Inuus

In ancient Roman religion, Inuus (Classical Latin: [ˈɪnuʊs]) was a god, or aspect of a god, who embodied sexual intercourse. The evidence for him as a distinct entity is scant. Maurus Servius Honoratus wrote that Inuus is an epithet of Faunus (Greek Pan), named from his habit of intercourse with animals, based on the etymology of ineundum, "a going in, penetration," from inire,[1] "to enter" in the sexual sense.[2] Other names for the god were Fatuus and Fatuclus (with a short a).

Walter Friedrich Otto disputed the traditional etymology and derived Inuus instead from in-avos, "friendly, beneficial" (cf. aveo, "to be eager for, desire"), for the god's fructifying power.[3]
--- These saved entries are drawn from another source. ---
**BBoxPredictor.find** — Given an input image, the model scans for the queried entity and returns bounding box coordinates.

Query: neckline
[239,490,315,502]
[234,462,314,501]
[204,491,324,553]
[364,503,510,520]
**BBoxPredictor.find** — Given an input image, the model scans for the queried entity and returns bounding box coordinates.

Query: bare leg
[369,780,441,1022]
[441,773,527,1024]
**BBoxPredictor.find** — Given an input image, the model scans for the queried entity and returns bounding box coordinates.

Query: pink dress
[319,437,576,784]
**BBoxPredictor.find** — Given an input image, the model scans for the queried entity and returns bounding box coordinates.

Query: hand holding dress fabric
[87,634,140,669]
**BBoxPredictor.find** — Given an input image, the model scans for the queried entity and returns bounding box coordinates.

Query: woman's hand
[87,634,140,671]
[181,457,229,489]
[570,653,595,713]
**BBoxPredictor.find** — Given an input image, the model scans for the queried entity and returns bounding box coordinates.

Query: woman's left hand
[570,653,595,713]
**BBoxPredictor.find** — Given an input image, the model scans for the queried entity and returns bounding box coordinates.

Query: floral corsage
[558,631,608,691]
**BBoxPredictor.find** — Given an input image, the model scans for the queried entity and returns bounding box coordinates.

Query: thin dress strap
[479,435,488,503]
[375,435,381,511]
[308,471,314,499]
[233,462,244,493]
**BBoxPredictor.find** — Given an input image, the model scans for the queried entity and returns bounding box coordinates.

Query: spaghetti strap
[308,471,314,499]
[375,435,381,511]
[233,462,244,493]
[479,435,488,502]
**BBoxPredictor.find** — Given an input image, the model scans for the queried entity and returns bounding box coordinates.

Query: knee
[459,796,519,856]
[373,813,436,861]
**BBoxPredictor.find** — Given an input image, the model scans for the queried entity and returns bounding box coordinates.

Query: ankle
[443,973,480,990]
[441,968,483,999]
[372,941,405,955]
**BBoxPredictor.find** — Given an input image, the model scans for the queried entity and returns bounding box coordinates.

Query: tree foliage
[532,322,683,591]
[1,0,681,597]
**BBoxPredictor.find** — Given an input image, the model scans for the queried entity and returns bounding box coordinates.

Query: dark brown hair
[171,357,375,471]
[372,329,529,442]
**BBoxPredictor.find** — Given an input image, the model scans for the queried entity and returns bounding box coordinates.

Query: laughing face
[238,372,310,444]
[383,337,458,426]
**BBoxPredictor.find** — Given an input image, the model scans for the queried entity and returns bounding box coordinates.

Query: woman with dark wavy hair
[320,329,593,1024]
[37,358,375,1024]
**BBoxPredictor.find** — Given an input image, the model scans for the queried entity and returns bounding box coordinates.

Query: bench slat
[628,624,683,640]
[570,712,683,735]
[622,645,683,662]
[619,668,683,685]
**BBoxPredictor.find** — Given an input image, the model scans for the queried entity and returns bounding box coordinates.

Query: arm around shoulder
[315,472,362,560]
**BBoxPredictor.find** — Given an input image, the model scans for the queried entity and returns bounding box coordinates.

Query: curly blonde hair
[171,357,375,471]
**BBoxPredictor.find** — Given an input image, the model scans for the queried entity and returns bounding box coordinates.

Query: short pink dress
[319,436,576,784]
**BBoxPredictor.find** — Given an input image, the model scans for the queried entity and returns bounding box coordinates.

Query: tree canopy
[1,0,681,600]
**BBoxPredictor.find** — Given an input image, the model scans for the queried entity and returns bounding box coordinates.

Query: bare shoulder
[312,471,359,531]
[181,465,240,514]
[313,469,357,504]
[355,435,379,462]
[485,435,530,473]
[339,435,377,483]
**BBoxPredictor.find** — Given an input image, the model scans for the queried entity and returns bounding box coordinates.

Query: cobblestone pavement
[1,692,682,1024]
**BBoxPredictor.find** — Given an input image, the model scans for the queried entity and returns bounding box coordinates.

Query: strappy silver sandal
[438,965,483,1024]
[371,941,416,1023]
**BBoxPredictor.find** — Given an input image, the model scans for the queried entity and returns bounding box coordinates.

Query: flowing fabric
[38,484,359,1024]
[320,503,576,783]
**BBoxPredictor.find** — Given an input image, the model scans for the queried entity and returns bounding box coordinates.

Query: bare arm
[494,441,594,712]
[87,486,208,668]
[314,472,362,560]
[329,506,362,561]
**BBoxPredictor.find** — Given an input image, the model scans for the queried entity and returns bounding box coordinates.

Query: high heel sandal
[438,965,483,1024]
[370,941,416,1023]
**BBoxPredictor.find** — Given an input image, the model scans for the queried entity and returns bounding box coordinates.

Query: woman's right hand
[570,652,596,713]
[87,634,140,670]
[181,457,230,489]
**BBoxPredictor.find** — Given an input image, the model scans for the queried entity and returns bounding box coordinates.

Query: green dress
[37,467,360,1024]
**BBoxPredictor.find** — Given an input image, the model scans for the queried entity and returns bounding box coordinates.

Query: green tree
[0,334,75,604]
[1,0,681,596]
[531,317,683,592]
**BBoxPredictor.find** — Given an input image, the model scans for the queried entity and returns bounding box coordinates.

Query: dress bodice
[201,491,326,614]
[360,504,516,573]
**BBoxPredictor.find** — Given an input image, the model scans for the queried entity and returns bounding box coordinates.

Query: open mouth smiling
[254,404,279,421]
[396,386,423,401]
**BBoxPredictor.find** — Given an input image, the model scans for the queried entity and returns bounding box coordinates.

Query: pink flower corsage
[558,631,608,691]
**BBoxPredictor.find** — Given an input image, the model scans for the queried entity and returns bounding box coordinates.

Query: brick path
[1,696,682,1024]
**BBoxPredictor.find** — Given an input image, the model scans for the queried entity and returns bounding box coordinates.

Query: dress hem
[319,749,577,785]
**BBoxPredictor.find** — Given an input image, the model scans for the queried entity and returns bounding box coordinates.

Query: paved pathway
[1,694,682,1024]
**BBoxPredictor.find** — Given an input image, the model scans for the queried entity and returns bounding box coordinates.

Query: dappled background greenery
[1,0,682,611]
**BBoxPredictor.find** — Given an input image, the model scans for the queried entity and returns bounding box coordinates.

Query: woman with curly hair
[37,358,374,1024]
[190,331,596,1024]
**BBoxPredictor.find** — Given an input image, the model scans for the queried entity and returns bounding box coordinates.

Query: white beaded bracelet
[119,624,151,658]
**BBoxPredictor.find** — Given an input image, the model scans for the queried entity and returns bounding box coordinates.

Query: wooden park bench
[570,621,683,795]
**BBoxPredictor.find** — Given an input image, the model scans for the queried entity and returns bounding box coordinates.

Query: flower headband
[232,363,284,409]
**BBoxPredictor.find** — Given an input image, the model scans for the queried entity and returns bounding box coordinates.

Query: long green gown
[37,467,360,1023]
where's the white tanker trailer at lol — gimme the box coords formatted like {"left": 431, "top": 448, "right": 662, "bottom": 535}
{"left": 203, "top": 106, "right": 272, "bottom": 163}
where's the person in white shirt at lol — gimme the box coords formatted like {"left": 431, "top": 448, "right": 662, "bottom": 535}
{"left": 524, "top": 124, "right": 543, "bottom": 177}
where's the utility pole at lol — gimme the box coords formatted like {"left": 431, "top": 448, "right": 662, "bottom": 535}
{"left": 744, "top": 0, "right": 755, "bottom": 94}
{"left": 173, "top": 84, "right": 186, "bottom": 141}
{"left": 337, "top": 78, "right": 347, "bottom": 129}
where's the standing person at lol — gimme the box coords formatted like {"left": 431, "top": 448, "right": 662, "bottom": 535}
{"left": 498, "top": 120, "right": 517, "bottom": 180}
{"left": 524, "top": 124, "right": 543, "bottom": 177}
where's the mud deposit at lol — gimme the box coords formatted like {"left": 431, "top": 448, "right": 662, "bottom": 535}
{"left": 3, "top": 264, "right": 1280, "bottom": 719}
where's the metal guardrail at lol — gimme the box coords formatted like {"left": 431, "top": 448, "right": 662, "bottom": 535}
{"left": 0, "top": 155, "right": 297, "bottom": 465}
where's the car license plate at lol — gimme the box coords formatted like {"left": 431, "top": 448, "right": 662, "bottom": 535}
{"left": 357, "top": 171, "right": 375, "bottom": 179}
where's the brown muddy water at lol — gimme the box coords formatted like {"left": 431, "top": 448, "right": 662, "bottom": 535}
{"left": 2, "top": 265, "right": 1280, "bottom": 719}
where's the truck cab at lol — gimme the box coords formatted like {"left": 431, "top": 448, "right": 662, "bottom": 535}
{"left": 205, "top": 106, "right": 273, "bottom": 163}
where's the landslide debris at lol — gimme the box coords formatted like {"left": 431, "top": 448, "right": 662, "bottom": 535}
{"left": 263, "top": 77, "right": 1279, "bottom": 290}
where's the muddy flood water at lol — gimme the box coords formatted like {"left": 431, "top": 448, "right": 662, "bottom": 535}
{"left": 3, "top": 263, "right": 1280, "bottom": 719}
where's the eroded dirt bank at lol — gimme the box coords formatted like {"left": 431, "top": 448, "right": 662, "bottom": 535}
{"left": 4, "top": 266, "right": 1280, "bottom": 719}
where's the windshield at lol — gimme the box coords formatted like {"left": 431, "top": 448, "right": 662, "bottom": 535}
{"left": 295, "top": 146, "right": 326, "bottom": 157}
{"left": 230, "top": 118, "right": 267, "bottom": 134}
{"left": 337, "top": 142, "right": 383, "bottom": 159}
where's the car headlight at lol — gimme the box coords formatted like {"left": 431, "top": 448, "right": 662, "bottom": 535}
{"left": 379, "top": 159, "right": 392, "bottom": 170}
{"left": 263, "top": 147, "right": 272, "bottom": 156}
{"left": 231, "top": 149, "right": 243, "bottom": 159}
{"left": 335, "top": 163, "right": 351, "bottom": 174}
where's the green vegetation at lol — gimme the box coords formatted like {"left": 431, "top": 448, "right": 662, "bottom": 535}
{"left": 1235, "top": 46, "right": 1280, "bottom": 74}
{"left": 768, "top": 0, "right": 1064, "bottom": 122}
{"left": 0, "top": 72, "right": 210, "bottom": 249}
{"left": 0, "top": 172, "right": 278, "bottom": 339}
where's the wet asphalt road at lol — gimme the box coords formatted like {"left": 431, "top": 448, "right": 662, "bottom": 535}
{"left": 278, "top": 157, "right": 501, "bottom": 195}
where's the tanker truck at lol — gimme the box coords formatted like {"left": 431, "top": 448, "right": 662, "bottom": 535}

  1. ^ See the infinitive form inire; ineundum is a gerund.
  2. ^ Maurus Servius Honoratus, note on Aeneid 6.775; Julian Ward Jones, Jr., An Aeneid Commentary of Mixed Type: The Glosses in Mss Harley 4946 and Ambrosianus G111 inf. (Pontifical Institute of Mediaeval Studies, 1996), pp. 24, 31–32.
  3. ^ Katherine Nell MacFarlane, "Isidore of Seville on the Pagan Gods (Origines VIII. 11)," Transactions of the American Philosophical Society 70 (1980), p. 36, citing Otto's entry on Faunus in PW.